Der letzte Satz lautet: „Ende der Hitzeperiode“. Und heiß ist es wirklich, auch im übertragenen Sinne, im 87. Polizeirevier von New York. Ein Cop-Killer geht um, innerhalb kurzer Zeit werden drei Kollegen von Detektive Steve Carella hinterrücks erschossen. Besonders nah geht ihm der Mord an seinem Partner Hank Bush, und jeder kann der nächste sein. Alle üblichen Verdächtigen werden überprüft, drogensüchtige Koks-Dealer, ehemalige Kriminelle, die den Cops ihren Knastaufenthalt zu verdanken und daraufhin Rache geschworen haben, Jugendgangs, mit denen die Polizei eigentlich Frieden geschlossen hatte, doch nirgends ergibt sich eine heiße Spur. Bis ein skrupelloser Journalist zum unfreiwilligen Geburtshelfer der Lösung wird in dieser heißen Stadt …

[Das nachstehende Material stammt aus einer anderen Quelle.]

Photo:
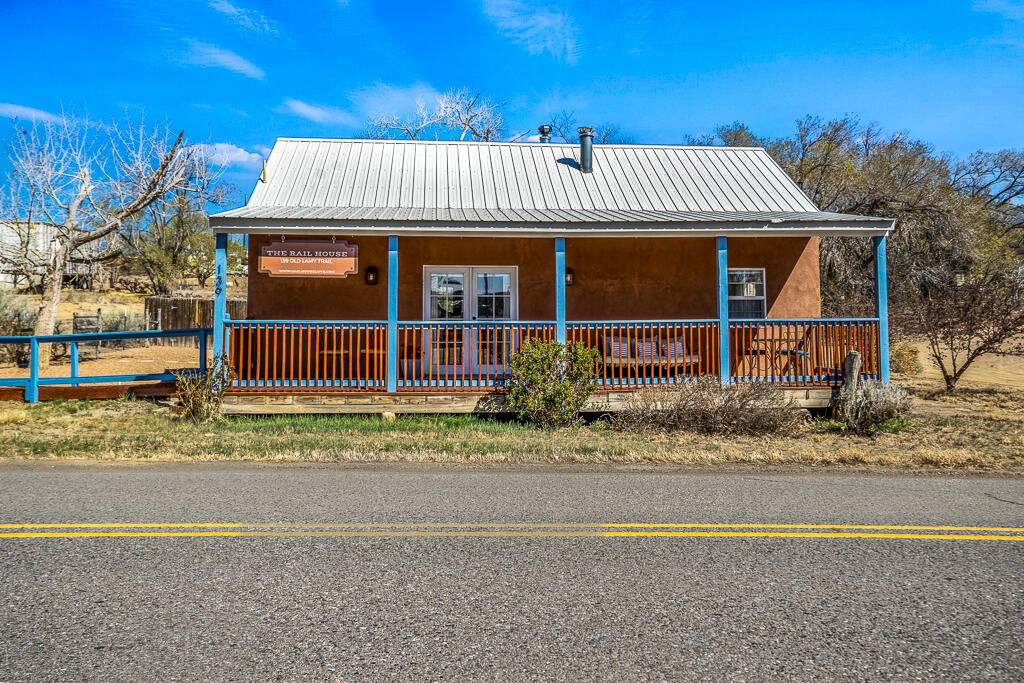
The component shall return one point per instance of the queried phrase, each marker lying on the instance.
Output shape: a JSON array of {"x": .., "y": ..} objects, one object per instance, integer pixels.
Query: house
[{"x": 406, "y": 272}]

Ed Mc Bain kennt fast jeder, ohne es zu wissen: Er schrieb das Drehbuch für Hitchcocks „Die Vögel“. Dies ist sein erster Roman über das 87. Revier, über 50 sollen noch folgen und den Verfasser weltweit bekannt machen. „Ed McBain war nicht nur der erste Autor, der kriminaltechnische und forensische Details in seinen Kriminalromanen verarbeitete. Ed McBain ist der Erfinder eines ganzen Genres – des Police Procedurals.“ heißt es auf www.kaliber38.de.
Die Geschichte ist nicht besonders komplex, die Figuren noch ein wenig holzschnittartig und blaß und die Gewichtung der Szenen dieses kurzen Romans lassen den geübten Krimileser relativ früh ahnen, wo die Lösung des Falls zu suchen ist. Trotzdem habe ich das Buch gern gelesen: In der Kürze liegt hier tatsächlich Würze, es herrscht ein knapper, trockener Ton vor, die Dialoge wirken meist nicht gekünstelt, und wenn doch mal, kann das sehr gut an der Übersetzung aus den 60er Jahren liegen: Da ist schon mal einer ein „Blödling“, und den Ausdruck „Schiet“ für Scheiße habe ich zum letzten Mal in meiner Jugend im Ohnesorg Theater gehört.
Die Romane von Ed McBain über das 87. Polzeirevier werde ich hier in der Reihenfolge ihres Erscheinens peu á peu vorstellen.